Publishers need to keep pace with the evolution of marketing. One such evolutionary step has been the emergence of values-based marketing. This approach appeals to consumer values and ethics, and expresses a brand’s values as part of its marketing message.
As just one indicator, the rise of values-based marketing can be measured by looking at the S&P 500 over the last decade or so. In 2011, Corporate Social Responsibility (CSR) involvement among the S&P 500 sat at under 20% according to the Harvard Business Review. By 2019, that number soared to over 90%. It took only eight years for the overwhelming majority of some of the most influential companies on Earth to embrace a more value-centric marketing approach.

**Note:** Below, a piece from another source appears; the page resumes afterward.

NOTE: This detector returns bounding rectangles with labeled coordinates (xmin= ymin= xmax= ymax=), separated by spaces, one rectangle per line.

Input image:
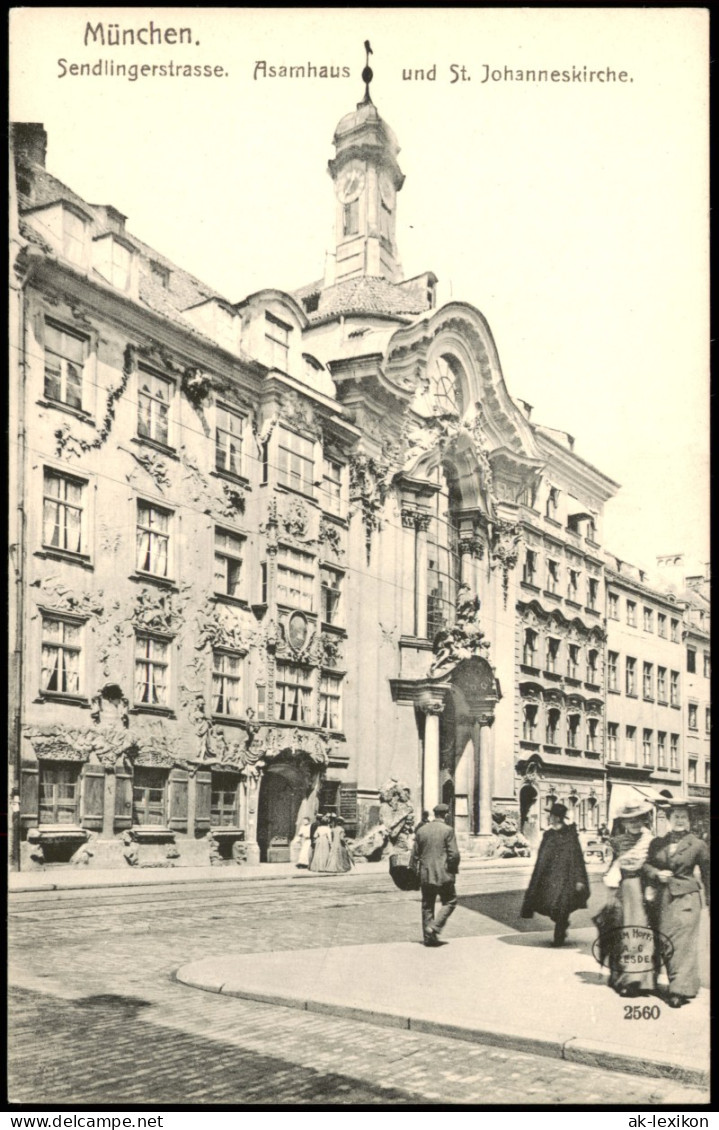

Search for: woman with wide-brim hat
xmin=643 ymin=798 xmax=710 ymax=1008
xmin=595 ymin=800 xmax=656 ymax=997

One of the key motivators behind this sweeping philosophical shift is something that’s governed most public-facing company decisions since time immemorial: consumer opinion. According to Accenture, 63% of online customers surveyed around the world prefer companies and brands that share their own values. Our research found that a comparable 69% of customers stated that they agreed with the statement, “Companies that are genuine and authentic appeal to me.”

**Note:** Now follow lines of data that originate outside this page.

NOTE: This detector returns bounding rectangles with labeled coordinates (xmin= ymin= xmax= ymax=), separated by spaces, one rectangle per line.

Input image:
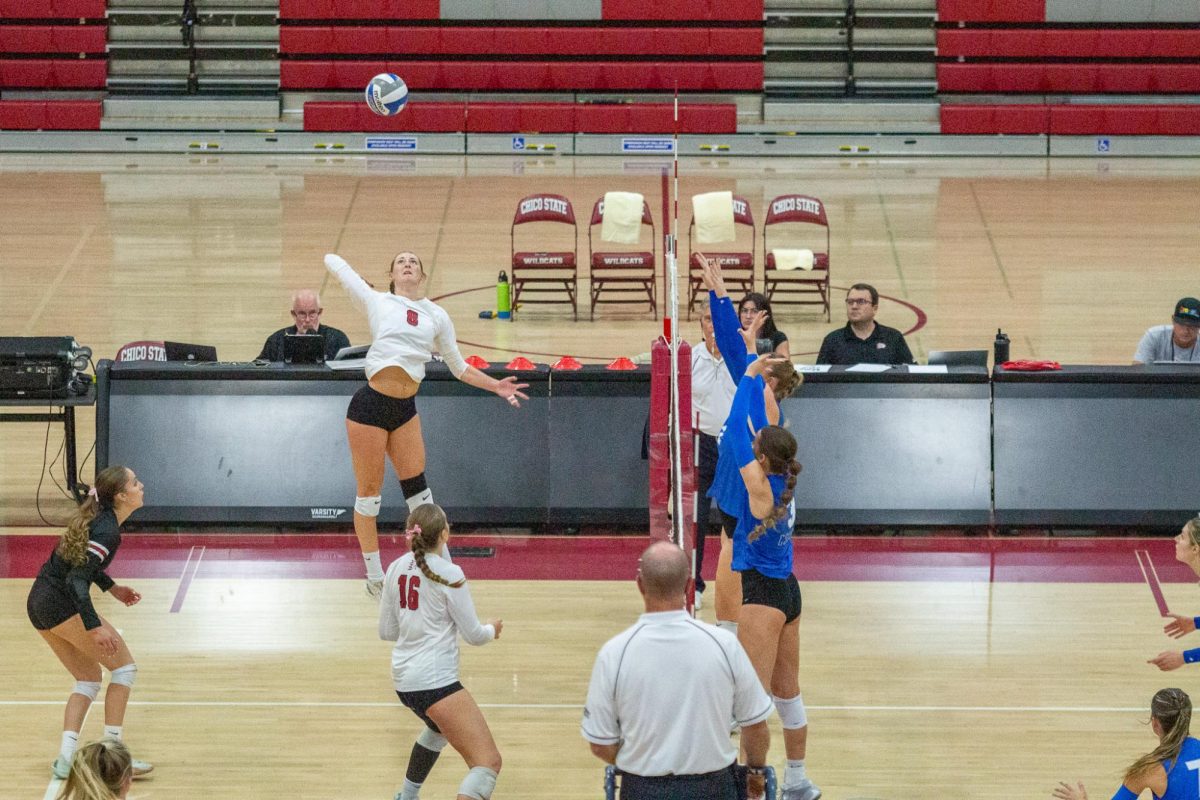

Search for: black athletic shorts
xmin=396 ymin=680 xmax=463 ymax=733
xmin=620 ymin=766 xmax=745 ymax=800
xmin=25 ymin=578 xmax=79 ymax=631
xmin=742 ymin=570 xmax=800 ymax=622
xmin=346 ymin=386 xmax=416 ymax=433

However, obvious consumer interest and strong advertiser adoption doesn’t mean there aren’t gaps. Brands should consider how all aspects of their marketing strategy might impact their values-based marketing goals–in particular, when it comes to brand safety and suitability.
Brand safety and suitability controls enable advertisers to reduce reputational risk by avoiding content that might clash with a brand’s desired message, and this can differ greatly from advertiser to advertiser, campaign to campaign. At the same time, brands want to work with publishers that offer a voice and audience that align with their objectives and values–which means looking beyond the individual pieces of content an ad might appear alongside.
But there can be a disconnect between a brand’s values-based marketing goals and their brand safety strategies. This gap creates operational and revenue challenges for publishers as well as hindering advertisers’ ability to effectively reach the right audiences. For example, a brand’s keyword list might include words or phrases that are unintentionally limiting placements next to the content that aligns most with their desired audiences.
As brands put more focus on their values-based marketing strategies, publishers have an opportunity to showcase how they can support those goals and help clients find the right balance with brand suitability. This starts with both sides understanding the available tools and how to work them into an optimized strategy. It ends with informed collaboration around the unique aspects of the particular publisher, brand and audience.
In the keyword example above, the brand might consider transitioning away from a keyword-based approach, which only considers what is contained in the URL-string of a page and not the context, tone or meaning of the content on that page. In most cases, a content category offers more streamlined and comprehensive protection than a keyword list while avoiding the pitfalls of excluding valuable opportunities to reach their target audience.
This points to the importance of building a nuanced and individualized brand suitability strategy that balances brand protection and brand values.
So, what can publishers do? Whether used in programmatic or direct environments, education and advocacy are critical to reaching mutually beneficial partnerships. For example, a publisher might consider asking to be added to an inclusion list if there is alignment between their voice and a brand’s values.
When brands strike the right balance between protection and values, they can reach larger audiences and feel safer spending more. Publishers that are empowered with an understanding of brand suitability tools and how they work can help advertisers align their settings with their values and marketing goals. And that’s a win for everyone.